RestAPIError with both train_test_split and get_train_test_split

trent · May 2, 2023, 6:05am

Hi Hopsworks Community!

I recently encountered an issue while working on a project and was hoping to get some insights from this forum. I am getting a RestAPIError when running both

“X_train, X_test, y_train, y_test = fv.train_test_split(test_size=0.2)”

and

“X_train, y_train, X_test, y_test = fv.get_train_test_split(training_dataset_version=1)”.

I tried the second one after seeing training data versions accumulate in the feature view overview section on the web site.

The error message is as follows:

RestAPIError: Metadata operation error: (url: https://c.app.hopsworks.ai/hopsworks-api/api/project/38123/featurestores/38017/featureview/historical_data_21/version/1/trainingdatasets/version/1/statistics). Server response: 
HTTP code: 400, HTTP reason: Bad Request, error code: 270137, error msg: Error saving statistics, user msg: Not a valid JSON

Which leads me to a JSON response that says:

{"type":"restApiJsonResponse","errorCode":200003,"errorMsg":"Authorization header not set."}

This issue is a little weird, as the same code works seamlessly with a similar, albeit smaller, dataset and feature group. Additionally, I noticed that training data versions are accumulating in the feature views overview section on the Hopsworks website with the larger dataset regardless of the error. Makes me wonder if it’s just a limitation of the free API.

For context, I am working from the loan approval training pipeline notebook (with my data) that was covered in the workshop held in Seattle a couple of weeks ago, and I am running Hopsworks 3.0.5 in Python 3.9.0.

Has anyone else faced this issue or have any suggestions on how to resolve it? I would greatly appreciate any help or guidance on this matter.

Thanks in advance!

Trent Leslie

Davit_Bzhalava · May 2, 2023, 11:01am

Hi Trent,

Can you check what version of pandas do you have?

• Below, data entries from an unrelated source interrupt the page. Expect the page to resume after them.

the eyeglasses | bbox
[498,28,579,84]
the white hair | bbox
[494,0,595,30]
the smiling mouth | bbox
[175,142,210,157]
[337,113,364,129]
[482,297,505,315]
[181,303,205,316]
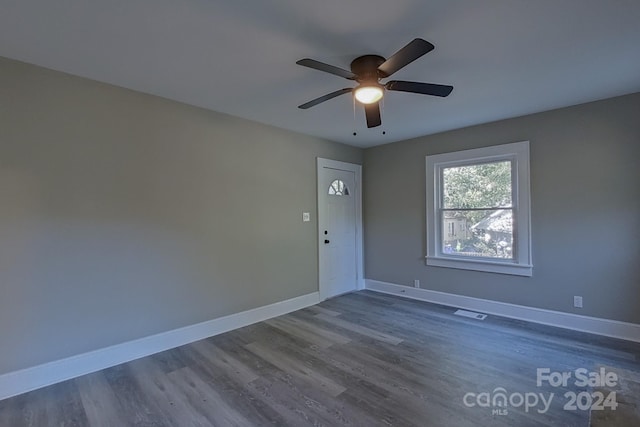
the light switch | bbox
[302,212,310,222]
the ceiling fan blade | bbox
[296,58,356,80]
[364,102,382,128]
[377,38,435,77]
[385,80,453,97]
[298,88,353,109]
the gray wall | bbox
[0,57,362,375]
[364,93,640,324]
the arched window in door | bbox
[328,179,350,196]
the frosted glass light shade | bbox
[354,85,383,104]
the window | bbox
[328,179,349,196]
[426,141,532,276]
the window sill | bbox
[426,256,533,277]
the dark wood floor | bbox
[1,290,639,426]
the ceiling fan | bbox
[296,38,453,128]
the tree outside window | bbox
[442,160,513,259]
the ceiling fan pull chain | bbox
[380,97,386,135]
[353,96,357,129]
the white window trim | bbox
[425,141,532,277]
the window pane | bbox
[442,209,513,259]
[443,161,512,209]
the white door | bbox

Also please run the following code and send results of final_stats to us:

def _convert_pandas_statistics(stat):
        content_dict = {}
        percentiles = []
        if "25%" in stat:
            percentiles = [0] * 100
            percentiles[24] = stat["25%"]
            percentiles[49] = stat["50%"]
            percentiles[74] = stat["75%"]
        if "mean" in stat:
            content_dict["mean"] = stat["mean"]
        if "mean" in stat and "count" in stat:
            content_dict["sum"] = stat["mean"] * stat["count"]
        if "max" in stat:
            content_dict["maximum"] = stat["max"]
        if "std" in stat:
            content_dict["stdDev"] = stat["std"]
        if "min" in stat:
            content_dict["minimum"] = stat["min"]
        if percentiles:
            content_dict["approxPercentiles"] = percentiles
        return content_dict
    
df = fv.get_batch_data(training_dataset_version=1)
stats = df.describe()
final_stats = []
for col in stats.columns:
    stat = _convert_pandas_statistics(stats[col].to_dict())
    stat["dataType"] = (
                "Fractional"
                if isinstance(stats[col].dtype, type(np.dtype(np.float64)))
                else "Integral"
            )
    stat["isDataTypeInferred"] = "false"
    stat["column"] = col.split(".")[-1]
    stat["completeness"] = 1
    final_stats.append(stat)

trent · May 2, 2023, 2:38pm

Thanks for the quick response.

Pandas is 2.0.1.

Small Dataset Output (still working)

Large Dataset Output (still not working)

Note that the get_batch_data function didn’t recognize the training_dataset_version argument (at least in Hopsworks 3.0.5).

Thanks again for the help!

trent · May 2, 2023, 5:50pm

Got it. I was having inf values sneak through with the larger dataset. I thought I had addressed that, but it was for a stats metadata dataframe, not the dataframe itself.

Lesson learned, hope this helps someone in the future!